Fallimento Banca Etruria, la sentenza. Carlo Catanossi : "Dopo 7 anni di fango, sono stato assolto". E si toglie qualche sassolino

Il presidente di Grifo Latte, ex amministratore dell'istituto di credito, ha scritto un post su facebook dopo l'assoluzione in primo grado

"E così, dopo sette lunghi anni di fango, un tribunale dice che sono innocente. Il fatto non sussiste. Banca Etruria non è stata fatta fallire dai suoi amministratori. Almeno non dagli amministratori dell’ultimo consiglio.Almeno non da me. Non avevo dubbi": una sentenza che mette a riparo il lavoro di una vita e la dignità di uno dei manager-imprenditori agricoli più conosciuti dell'Umbria a livello nazionale, Carlo Catanossi, attuale presidente di Gruppo Grifo. Era finito nel mirino delle cronache nazionali, con tanto di sequestro di una parte dei beni, nell'affaire del fallimento di Banca Etruria. L'assoluzione riguarda il primo grado di giudizio.La Procura però ha ribadito che ricorrerà all'Appello. Duro Catanossi sulla bufera mediatica e politica che fino ad oggi ha offuscato informazione e giudizi: "Una serie di azioni volutamente costruite con una regia autorevole e precisa ha portato al disastro di cui tutti paghiamo ancora le conseguenze. Sono sereno perché, prima ancora che nella coscienza e nell’ultimo giorno, anch’io ho trovato un giudice a Berlino". 

Un riferimento chiaro ai nemici potentissimi dell'ex presidente Matteo Renzi e alla famiglia Boschi. Infine l'amarezza dell'uomo forte del Gruppo Grifo per la poca solidarietà umana ricevuta dopo gli avvisi di garanzia, rispetto alle tante richieste di aiuto quando era amministratore dell'istituto di credito: "Sono stato amministratore per soli nove mesi e in questo tempo sono passati per la mia casa ( il sabato e la domenica perché gli altri giorni lavoravo) molti soggetti ( soprattutto gualdesi ma non solo) a chiedere i più vari interventi per se stessi, per parenti, amici e benefattori. Molti più di quanti siano passati in sette anni a chiedere notizie, esprimere solidarietà, dare conforto". 

IL PROCESSO

I 14 imputati, tra cui anche Pier Luigi Boschi (babbo di Maria Elena, che all'epoca dei fatti era vicepresidente dell'istituto di credito aretino), erano accusati di aver agito in modo sconsiderato, affidando "consulenze inutili" e "ripetitive", per le quali la banca, che si trovava già in condizioni critiche, aveva sostenuto costi imponenti. Condotte che sarebbero costate loro l'accusa di bancarotta semplice. 

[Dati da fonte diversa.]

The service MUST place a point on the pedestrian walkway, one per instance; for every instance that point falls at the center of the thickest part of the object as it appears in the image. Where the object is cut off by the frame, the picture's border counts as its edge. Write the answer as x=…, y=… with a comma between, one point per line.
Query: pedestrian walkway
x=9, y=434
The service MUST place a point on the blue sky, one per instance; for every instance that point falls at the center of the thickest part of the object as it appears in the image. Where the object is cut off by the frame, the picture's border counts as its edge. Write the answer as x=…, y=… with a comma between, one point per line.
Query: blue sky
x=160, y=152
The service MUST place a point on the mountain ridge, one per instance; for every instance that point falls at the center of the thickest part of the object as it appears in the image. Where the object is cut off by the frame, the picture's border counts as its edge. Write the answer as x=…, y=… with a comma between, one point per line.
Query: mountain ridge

Le consulenze avrebbero pesato infatti per circa 4 milioni di euro. Erano incarichi affidati dall'istituto di credito a societa specializzate per valutare, analizzare e poi avviare il processo di fusione con un istituto di elevato standing per evitare il crac. A proporre lo scenario della fusione furono le autorità bancarie che avevano individuato in Banca Popolare di Vicenza il possibile partner dell'operazione. Le consulenze d'oro furono affidate comunque, ma nulla di quanto analizzato e valutato si concretizzò.